Jednocześnie, jak informują media rosyjskie, rodziny marynarzy, którzy zginęli na Kursku, skarżą się na władze. Jak przekazuje portal Grani.ru, Sofija Dudko, której syn służył na okręcie, powiedziała, że przed rocznicą ani przedstawiciele ministerstwa obrony ani marynarki wojennej nie skontaktowali się z rodzinami.
Dodała, że krótko przed 10. rocznicą zatonięcia Kurska rodziny marynarzy zostały pozbawione dotąd przysługującej im ulgi na leczenie sanatoryjne.
Kursk, okręt podwodny o napędzie atomowym, zatonął w czasie manewrów na Morzu Barentsa 12 sierpnia 2000 roku.
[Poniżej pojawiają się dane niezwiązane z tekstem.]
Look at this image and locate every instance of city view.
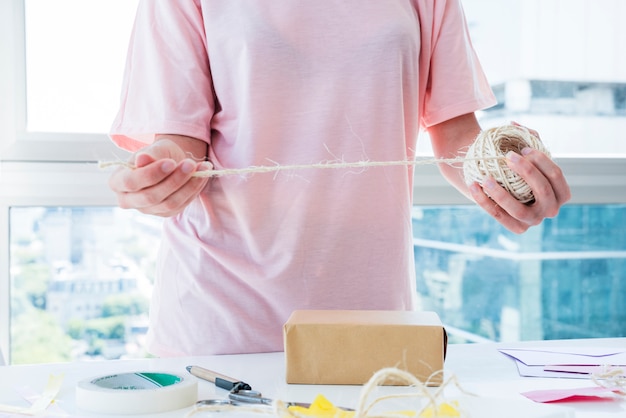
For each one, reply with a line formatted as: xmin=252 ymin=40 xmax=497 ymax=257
xmin=6 ymin=0 xmax=626 ymax=364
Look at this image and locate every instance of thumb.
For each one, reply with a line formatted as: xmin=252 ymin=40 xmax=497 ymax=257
xmin=135 ymin=152 xmax=156 ymax=168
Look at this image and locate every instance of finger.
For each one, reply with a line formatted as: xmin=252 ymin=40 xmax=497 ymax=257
xmin=511 ymin=121 xmax=541 ymax=140
xmin=109 ymin=159 xmax=176 ymax=193
xmin=507 ymin=148 xmax=566 ymax=225
xmin=143 ymin=178 xmax=209 ymax=217
xmin=511 ymin=148 xmax=572 ymax=205
xmin=469 ymin=179 xmax=529 ymax=234
xmin=125 ymin=159 xmax=208 ymax=214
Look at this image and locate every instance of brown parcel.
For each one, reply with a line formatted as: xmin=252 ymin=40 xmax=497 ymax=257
xmin=283 ymin=310 xmax=447 ymax=386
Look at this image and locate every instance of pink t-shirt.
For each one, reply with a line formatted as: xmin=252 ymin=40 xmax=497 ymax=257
xmin=111 ymin=0 xmax=495 ymax=356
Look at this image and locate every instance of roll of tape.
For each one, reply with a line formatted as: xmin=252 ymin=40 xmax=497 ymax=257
xmin=76 ymin=372 xmax=198 ymax=414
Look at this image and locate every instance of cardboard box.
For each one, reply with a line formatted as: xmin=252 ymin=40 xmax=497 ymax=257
xmin=283 ymin=310 xmax=447 ymax=386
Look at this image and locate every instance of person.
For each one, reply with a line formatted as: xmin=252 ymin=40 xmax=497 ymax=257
xmin=109 ymin=0 xmax=569 ymax=356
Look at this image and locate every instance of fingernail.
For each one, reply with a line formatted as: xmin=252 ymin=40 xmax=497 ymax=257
xmin=161 ymin=160 xmax=176 ymax=173
xmin=506 ymin=148 xmax=525 ymax=163
xmin=483 ymin=177 xmax=496 ymax=189
xmin=180 ymin=160 xmax=196 ymax=174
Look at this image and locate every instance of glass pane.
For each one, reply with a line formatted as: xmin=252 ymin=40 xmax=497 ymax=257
xmin=10 ymin=207 xmax=161 ymax=364
xmin=25 ymin=0 xmax=137 ymax=133
xmin=418 ymin=0 xmax=626 ymax=158
xmin=413 ymin=205 xmax=626 ymax=342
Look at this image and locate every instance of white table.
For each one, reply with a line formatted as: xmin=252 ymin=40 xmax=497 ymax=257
xmin=0 ymin=338 xmax=626 ymax=418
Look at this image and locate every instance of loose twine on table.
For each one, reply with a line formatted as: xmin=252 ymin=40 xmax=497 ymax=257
xmin=99 ymin=124 xmax=550 ymax=203
xmin=186 ymin=367 xmax=475 ymax=418
xmin=591 ymin=366 xmax=626 ymax=397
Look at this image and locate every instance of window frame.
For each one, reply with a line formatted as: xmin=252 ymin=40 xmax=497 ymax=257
xmin=0 ymin=0 xmax=626 ymax=362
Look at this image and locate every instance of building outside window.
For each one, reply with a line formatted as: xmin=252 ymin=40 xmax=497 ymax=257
xmin=0 ymin=0 xmax=626 ymax=363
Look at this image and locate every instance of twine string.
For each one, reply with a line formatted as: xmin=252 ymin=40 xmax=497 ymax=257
xmin=98 ymin=156 xmax=505 ymax=177
xmin=99 ymin=124 xmax=550 ymax=204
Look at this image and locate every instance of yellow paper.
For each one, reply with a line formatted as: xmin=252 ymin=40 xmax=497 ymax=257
xmin=0 ymin=375 xmax=63 ymax=415
xmin=289 ymin=395 xmax=461 ymax=418
xmin=419 ymin=402 xmax=461 ymax=418
xmin=289 ymin=395 xmax=354 ymax=418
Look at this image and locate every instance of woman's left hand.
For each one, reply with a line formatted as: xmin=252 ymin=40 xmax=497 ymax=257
xmin=469 ymin=141 xmax=571 ymax=234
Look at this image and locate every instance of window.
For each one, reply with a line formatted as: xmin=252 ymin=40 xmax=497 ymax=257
xmin=10 ymin=206 xmax=161 ymax=364
xmin=413 ymin=204 xmax=626 ymax=342
xmin=0 ymin=0 xmax=626 ymax=361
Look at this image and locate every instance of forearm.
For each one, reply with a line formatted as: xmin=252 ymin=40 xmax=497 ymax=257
xmin=155 ymin=134 xmax=209 ymax=161
xmin=428 ymin=113 xmax=480 ymax=199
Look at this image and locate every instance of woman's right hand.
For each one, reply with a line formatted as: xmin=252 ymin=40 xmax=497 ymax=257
xmin=109 ymin=135 xmax=213 ymax=217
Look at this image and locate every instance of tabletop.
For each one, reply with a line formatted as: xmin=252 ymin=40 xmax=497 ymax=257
xmin=0 ymin=338 xmax=626 ymax=418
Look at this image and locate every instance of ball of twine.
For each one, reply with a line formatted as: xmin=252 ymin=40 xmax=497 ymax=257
xmin=463 ymin=125 xmax=550 ymax=204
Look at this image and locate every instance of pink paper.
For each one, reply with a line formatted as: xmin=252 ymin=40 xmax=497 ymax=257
xmin=522 ymin=386 xmax=620 ymax=402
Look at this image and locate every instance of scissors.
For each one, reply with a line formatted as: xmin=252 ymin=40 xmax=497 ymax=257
xmin=187 ymin=366 xmax=352 ymax=411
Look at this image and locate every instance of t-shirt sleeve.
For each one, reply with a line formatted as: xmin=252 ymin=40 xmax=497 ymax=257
xmin=417 ymin=0 xmax=496 ymax=128
xmin=110 ymin=0 xmax=215 ymax=151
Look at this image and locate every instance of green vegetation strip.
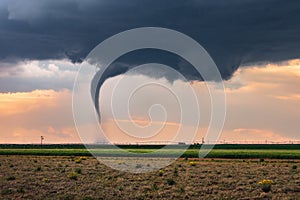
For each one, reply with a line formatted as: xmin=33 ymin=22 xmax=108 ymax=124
xmin=0 ymin=148 xmax=300 ymax=159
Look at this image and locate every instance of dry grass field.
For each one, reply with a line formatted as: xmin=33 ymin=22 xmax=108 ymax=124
xmin=0 ymin=155 xmax=300 ymax=199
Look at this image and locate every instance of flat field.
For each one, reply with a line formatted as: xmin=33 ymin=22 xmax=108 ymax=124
xmin=0 ymin=155 xmax=300 ymax=199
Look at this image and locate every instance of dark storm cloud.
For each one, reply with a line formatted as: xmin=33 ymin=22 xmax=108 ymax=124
xmin=0 ymin=0 xmax=300 ymax=74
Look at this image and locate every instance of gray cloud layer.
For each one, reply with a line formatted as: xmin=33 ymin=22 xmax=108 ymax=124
xmin=0 ymin=0 xmax=300 ymax=76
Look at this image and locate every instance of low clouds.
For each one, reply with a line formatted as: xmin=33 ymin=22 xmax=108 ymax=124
xmin=0 ymin=60 xmax=79 ymax=92
xmin=0 ymin=0 xmax=300 ymax=79
xmin=0 ymin=90 xmax=80 ymax=143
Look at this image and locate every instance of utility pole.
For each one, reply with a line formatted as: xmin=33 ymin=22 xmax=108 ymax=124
xmin=41 ymin=135 xmax=45 ymax=148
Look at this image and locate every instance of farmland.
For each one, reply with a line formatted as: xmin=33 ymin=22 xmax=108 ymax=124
xmin=0 ymin=145 xmax=300 ymax=199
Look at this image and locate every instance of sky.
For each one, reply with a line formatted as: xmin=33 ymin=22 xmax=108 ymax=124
xmin=0 ymin=0 xmax=300 ymax=143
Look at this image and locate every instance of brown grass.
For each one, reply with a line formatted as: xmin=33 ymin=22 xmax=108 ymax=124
xmin=0 ymin=156 xmax=300 ymax=199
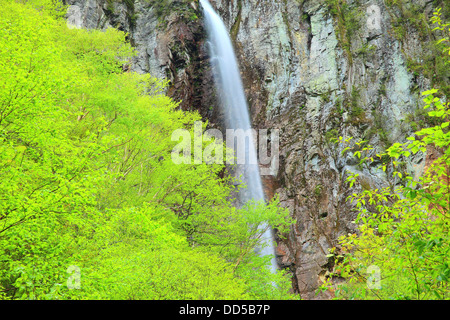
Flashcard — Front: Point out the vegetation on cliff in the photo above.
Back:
[321,9,450,299]
[0,0,291,299]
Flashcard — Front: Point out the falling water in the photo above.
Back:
[200,0,277,273]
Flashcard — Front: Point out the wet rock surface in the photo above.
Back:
[67,0,440,299]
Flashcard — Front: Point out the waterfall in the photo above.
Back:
[200,0,277,273]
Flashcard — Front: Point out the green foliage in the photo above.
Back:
[0,0,291,299]
[325,0,363,63]
[322,89,450,299]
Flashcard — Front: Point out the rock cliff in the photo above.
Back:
[66,0,448,299]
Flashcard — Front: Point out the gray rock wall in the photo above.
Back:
[68,0,442,299]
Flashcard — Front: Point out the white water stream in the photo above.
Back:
[200,0,277,273]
Cała, licząca 118 osób załoga, zginęła. Według ustaleń śledztwa na Kursku eksplodowała jedna z torped, która wywołała reakcję łańcuchową.
Portal BBC News przypomina w czwartek chaotyczną reakcję bezpośrednio po katastrofie. Po utracie łączności radiowej zapanowała do dziś nie wyjaśniona zwłoka, zanim podjęto poszukiwania i akcję ratunkową. Minęły dni, zanim powiadomiono krewnych ofiar, a ówczesny prezydent Władimir Putin nie przerwał wakacji z powodu katastrofy. Rosja ostatecznie przyjęła pomoc z zagranicy. Kiedy norwescy ratownicy otworzyli właz Kurska po 21 sierpnia, uznali, że pokład jest zatopiony a załoga zginęła.